The Berkeley DB group is hosting a talk about Facebook Hive this Thursday, at Soda Hall in UC Berkeley. Details and the abstract are below — it should be an interesting talk! I’d encourage anyone in the area to attend — if you need directions / parking suggestions / etc., just drop me a line.
Thursday, October 16th, 2008
606 Soda Hall, UC Berkeley
Title: Hive: Data Warehousing using Hadoop
Hive is an open-source data warehousing infrastructure built
on top of Hadoop that allows SQL like queries along with
abilities to add custom transformation scripts in different
stages of data processing. It includes language constructs
to import data from various sources, support for object
oriented data types and a metadata repository that
structures hadoop directories into relational tables and
partitions with typed columns. Facebook uses this system for
variety of tasks – classic log aggregation, graph mining,
text analysis and indexing.
In this talk we will give an overview of the Hive system,
the data model, query language compilation and execution and
the metadata store. We will also discuss our near term
roadmap and avenues for significant contributions in terms
of query optimization, execution speed and data compression
amongst others. We will also present some statistics on
usage within Facebook and outline some of the challenges in
operating Hive/Hadoop in a utility computing model in fast
Joydeep Sensarma has been working in the Facebook Data Team
for the last 1+ year where he’s taken turns coding up Hive,
keeping Hadoop running, eating and sleeping in that order.
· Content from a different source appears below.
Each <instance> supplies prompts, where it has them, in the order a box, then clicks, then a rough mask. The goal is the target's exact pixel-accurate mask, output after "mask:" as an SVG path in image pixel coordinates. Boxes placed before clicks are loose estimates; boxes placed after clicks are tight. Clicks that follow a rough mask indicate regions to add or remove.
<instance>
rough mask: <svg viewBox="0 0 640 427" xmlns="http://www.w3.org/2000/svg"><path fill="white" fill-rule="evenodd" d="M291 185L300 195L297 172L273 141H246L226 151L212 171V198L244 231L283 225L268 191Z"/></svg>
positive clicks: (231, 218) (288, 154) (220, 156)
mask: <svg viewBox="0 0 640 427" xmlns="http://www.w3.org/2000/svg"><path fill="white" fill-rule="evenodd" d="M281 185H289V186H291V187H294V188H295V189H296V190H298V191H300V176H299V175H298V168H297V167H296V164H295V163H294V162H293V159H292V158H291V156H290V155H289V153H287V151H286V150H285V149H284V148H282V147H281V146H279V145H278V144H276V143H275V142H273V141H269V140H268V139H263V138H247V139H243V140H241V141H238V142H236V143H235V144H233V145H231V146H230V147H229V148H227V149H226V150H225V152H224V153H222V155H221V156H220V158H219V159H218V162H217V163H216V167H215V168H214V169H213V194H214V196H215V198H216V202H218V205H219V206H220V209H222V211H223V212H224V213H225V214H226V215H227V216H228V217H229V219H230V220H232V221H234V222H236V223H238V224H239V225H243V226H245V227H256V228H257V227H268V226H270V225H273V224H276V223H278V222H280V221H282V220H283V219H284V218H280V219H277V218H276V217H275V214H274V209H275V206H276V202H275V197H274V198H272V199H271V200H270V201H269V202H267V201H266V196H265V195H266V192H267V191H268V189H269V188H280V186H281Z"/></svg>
He’s really glad he no longer works on closed source file
and database systems like he did for the last ten years.
Zheng Shao has worked in Facebook Data Team on Hadoop and
Hive for about 6 months. Before that he worked in the Yahoo
web search team which heavily uses Hadoop.
Namit Jain has been working in the Facebook Data team with
Hive for about 6 months. Before that he was in the database
and application server groups at Oracle for about 10 years.